# RIT Dye Question?



## noj33 (May 14, 2008)

I built me UGJ system and now I want to dye it brown/ black'ish. Would it work if I used hot tap water and mixed the dye in a spray bottle, then sprayed the UGJ pipes? It'd be a lot easier then soaking them in hot dye/water on the stove. Anyone ever try anything like this?


----------



## Mcdaphnia (Dec 16, 2003)

It should work if you can keep the liquid hot, but I would start getting bored after just a few hours of squirting.
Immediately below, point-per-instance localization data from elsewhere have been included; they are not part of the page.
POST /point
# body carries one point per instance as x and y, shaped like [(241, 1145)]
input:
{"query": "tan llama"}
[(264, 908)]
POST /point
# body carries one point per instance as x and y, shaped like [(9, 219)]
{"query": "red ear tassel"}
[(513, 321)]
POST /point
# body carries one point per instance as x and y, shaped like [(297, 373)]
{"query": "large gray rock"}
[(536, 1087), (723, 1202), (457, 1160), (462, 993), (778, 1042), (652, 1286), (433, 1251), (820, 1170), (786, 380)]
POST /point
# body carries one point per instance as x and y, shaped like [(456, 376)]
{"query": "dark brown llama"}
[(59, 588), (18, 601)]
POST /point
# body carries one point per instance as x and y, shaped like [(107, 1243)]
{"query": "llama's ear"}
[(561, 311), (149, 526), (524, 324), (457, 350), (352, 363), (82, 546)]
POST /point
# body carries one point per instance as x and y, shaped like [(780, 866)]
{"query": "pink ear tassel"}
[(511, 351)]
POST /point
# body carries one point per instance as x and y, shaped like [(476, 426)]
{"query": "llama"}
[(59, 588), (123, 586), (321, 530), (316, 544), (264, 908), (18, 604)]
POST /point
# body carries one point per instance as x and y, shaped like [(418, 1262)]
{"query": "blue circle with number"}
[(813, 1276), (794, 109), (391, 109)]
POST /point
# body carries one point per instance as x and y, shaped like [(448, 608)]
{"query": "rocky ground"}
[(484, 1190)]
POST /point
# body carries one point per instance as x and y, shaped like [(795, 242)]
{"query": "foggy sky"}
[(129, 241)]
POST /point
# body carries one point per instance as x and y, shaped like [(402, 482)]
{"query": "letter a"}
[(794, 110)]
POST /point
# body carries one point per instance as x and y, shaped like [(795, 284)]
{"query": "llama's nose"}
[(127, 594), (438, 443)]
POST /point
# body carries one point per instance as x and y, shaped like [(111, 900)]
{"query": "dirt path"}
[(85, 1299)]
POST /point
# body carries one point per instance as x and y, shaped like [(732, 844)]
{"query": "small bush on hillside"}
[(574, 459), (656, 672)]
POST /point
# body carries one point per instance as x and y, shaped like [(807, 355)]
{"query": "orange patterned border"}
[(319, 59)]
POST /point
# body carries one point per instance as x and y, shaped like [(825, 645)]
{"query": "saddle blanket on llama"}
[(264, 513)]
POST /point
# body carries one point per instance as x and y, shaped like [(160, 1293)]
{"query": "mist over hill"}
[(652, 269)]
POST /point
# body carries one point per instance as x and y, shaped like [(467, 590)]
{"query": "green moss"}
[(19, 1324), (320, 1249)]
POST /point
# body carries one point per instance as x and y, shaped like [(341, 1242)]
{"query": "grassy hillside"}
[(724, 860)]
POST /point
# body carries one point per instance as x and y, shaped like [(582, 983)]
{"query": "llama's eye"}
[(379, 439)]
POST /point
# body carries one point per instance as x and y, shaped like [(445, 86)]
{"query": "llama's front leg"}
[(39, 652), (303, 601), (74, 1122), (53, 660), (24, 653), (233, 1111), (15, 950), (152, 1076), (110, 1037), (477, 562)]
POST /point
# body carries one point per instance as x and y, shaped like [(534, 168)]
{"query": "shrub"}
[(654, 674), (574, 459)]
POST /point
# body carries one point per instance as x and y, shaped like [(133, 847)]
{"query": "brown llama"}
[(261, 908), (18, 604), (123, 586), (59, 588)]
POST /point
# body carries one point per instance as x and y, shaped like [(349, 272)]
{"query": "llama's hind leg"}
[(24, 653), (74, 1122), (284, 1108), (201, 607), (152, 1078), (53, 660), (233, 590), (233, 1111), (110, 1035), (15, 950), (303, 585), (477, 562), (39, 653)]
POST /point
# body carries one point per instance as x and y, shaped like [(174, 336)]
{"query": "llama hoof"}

http://www.ee0r.com/proj/dyepyramids.html


----------



## Hoosier Tank (May 8, 2007)

I am going to be trying to dye my UGJ nozzels with Rit soon and have been reading up on past posts. I don't think you could keep them wet long enough to get the dye penetration and therefore the get color you want. Thats why you need to soak it in the dye solution. 
On the otherhand, there have been issues with PVC disforming when heated solution on a stove is used. Regular sched 40 PVC is not for hot water pipes, thats why there is CPVC. 
I plan on soaking in WARM and stronger dye mix for a longer time than listed for fabrics, the Rit dye can also be used to dye fabrics in a washing machine instead of simmering in a pot, so it should eventually dye the PVC at lower temps. 
Of course I haven't actually done it yet, this is my plan. I keep looking for black, all I have is some navy blue I bought lots of Rit to tye-dye the kids shirts a couple years ago and never used that color.


----------



## fishwolfe (Mar 27, 2005)

i put all the pvc, tube sections,90's 45's unions,etc it a big pan boiled it all.then let it cool in the dye water.no problems fitting it all together.


----------



## Hoosier Tank (May 8, 2007)

I tried soaking mine in a pan overnight and this morning they are still white!
I wiped all parts down with a glass gleaner wipe to remove the sticker residue. Then wiped them with rubbing alcohol. Next I mixed a bottle of liquid Rit dye with about 1 gallon of hot water instead of the 3 gallons it called for. I forgot to add the salt as directed. I poured into an aluminum pan long enough to hold the longest pipe with enough depth to cover all pieces.
So either the Glass wipes left a residue shield on them that was not removed by the alcohol, the salt is needed, aluminum pans are the problem, or it needs to be simmered. :x 
Luckily I bought a spare bottle of Rit and can try again, I'll have to paint the pipe as it is 22" long and I don't have a pot that big.


----------



## fishwolfe (Mar 27, 2005)

i think you really need to boil the parts.i used unions to make the straight pieces long enough.


----------



## G-Man (Apr 18, 2008)

I went to Wal-Mart and bought a cheap pot that was tall enough for my pvc and boiled them. Come out good for me.


----------



## Hoosier Tank (May 8, 2007)

fishwolfe said:


> i think you really need to boil the parts.i used unions to make the straight pieces long enough.


Yep, heat is the answer, after soaking them for 3 days and nothing, transfered them into a big pot 15 minutes ago with the same solution set on low heat on the stove and they are already black!


----------



## spotmonster (Nov 23, 2006)

Why use dye instead of Krylon Fusion?


----------



## jorgy (Nov 28, 2007)

TRY USING THE SPRAY ON BED LINER IT WORKS GREAT AND HAS A RUBBER COATING AND A ROUGH TEXTURE


----------